Budapest sabe a ajo

Hace poco comentaba uno de mis últimos viajes a Budapest, una travesía para el reencuentro con viejas memorias que me trajo el sabor de muchos recuerdos y que transformó por completo otros tantos. Budapest ha sido uno de los destinos de los últimos años que más me ha aportado. La ciudad es un hervidero cultural, amable para angloparlantes y acogedor para casi todos los extranjeros, y su clasicismo parece ir rotando hacia la innovación y juventud de las nuevas generaciones que se abren paso en sus calles.

Budapest es arte, es lujo barroco, es majestuosidad monumental, es vapor de agua y bienestar… Pero si tuviera que elegir algo de todo ello que me reporte más recuerdos, me quedo con su gastronomía. Nada más escribir esa palabra seguro que a más de uno le ha venido a la mente el Gulash, ese guiso de origen campesino y raíces humildes, de sabor intenso y contundente que contrasta con la sofisticación de la que presume esta capital.

Los sabores que recuerdo de Budapest son todos muy distintos y llenos de carácter. Budapest me sabe a paprika, un poquito dulce y picante a la vez, divertida y melosa. Sabe a cebollas, a queso, a vinos blancos, a salami de Szeged, a patatas guisadas…

Restaurante La Plaza, Budapest

Restaurante La Plaza, Budapest

Para comer bien en Budapest recuerdo perfectamente algunos nombres de mi última visita, unos se corresponden con restaurantes de lujo en el centro de Budapest, otros son modestos establecimientos típicos en los que comer a buen precio un plato típico húngaro y disfrutar, incluso, de alguna actuación en directo.

Uno de los grandes clásicos es el restaurante Gundel, un histórico que se merece la excelente fama que tiene. Es imprescindible tener reserva previa y son sonadas sus cenas especiales de Navidad y Año Nuevo. Se trata de un establecimiento que lleva abierto desde 1910 y que se define a sí mismo con la frase “Gundel no es lujo, Gundel es calidad”. Un restaurante de culto dentro de la gastronomía húngara en Budapest sin lugar a dudas.

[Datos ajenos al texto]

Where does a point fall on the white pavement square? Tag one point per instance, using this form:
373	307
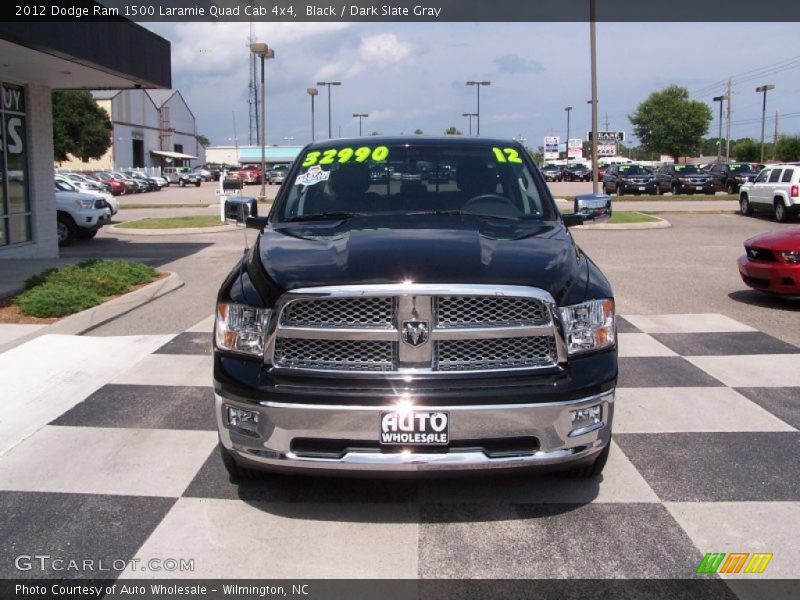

Matyas Pince es otro de los grandes restaurantes de Budapest, un establecimiento que se ha levantado en el histórico edificio de la Bodega Matyas y que está inspirado en la época del renacimiento húngaro. Ofrece una exquisita carta de platos gourmet combinados con platos típicos de Budapest. Es un poco más turístico que el anterior  ya que los viajeros acuden a él atraídos por algo más que su gastronomía: todos los miércoles y jueves ofrece un espectáculo de danzas folklóricas tradicionales.

Iberostar Gran Hotel Budapest

Iberostar Gran Hotel Budapest

Pero, para ser sincera, uno de los restaurantes que más me sorprendió en mi última estancia en Budapest no fue precisamente un restaurante de cocina húngara, sino… ¡un restaurante español! Sí, como lo oyes (o, mejor dicho, lo lees), uno de mis grandes descubrimientos en Budapest me da permiso para decir que Budapest sabe a ajo, a tomates, chorizo y pimentón. Igualito que España 😉

El sitio en cuestión se llama restaurante La Plaza, ubicado justo en la Plaza de la Libertad ya que forma parte del hotel de Budapest en el que me alojé, perteneciente a la cadena hotelera española Iberostar. Con un aspecto muy acorde con la capital y una decoración elegante y contemporánea, La Plaza es un restaurante ideal para cenar en Budapest y disfrutar de un delicioso Rioja o Ribera del Duero con unas tapas. Merece la pena probar su desayuno gourmet, una de las cosas que más disfruté durante mi estancia.

Consejos prácticos:

– Si quieres comer bien en Budapest, una de las calles a evitar es la llamada Calle Vaci, donde se pueden encontrar infinidad de restaurantes y bares totalmente orientados a turistas y con precios para ellos. Caro, sin gota de autenticidad ni sabor.

– Para cenar y luego salir a tomar algo, son recomendables la zona de la plaza Liszt Ferenc, la calle Raday o la plaza de San Esteban, donde se pueden encontrar agradables terrazas en las que charlar y beber una copa a precios razonables.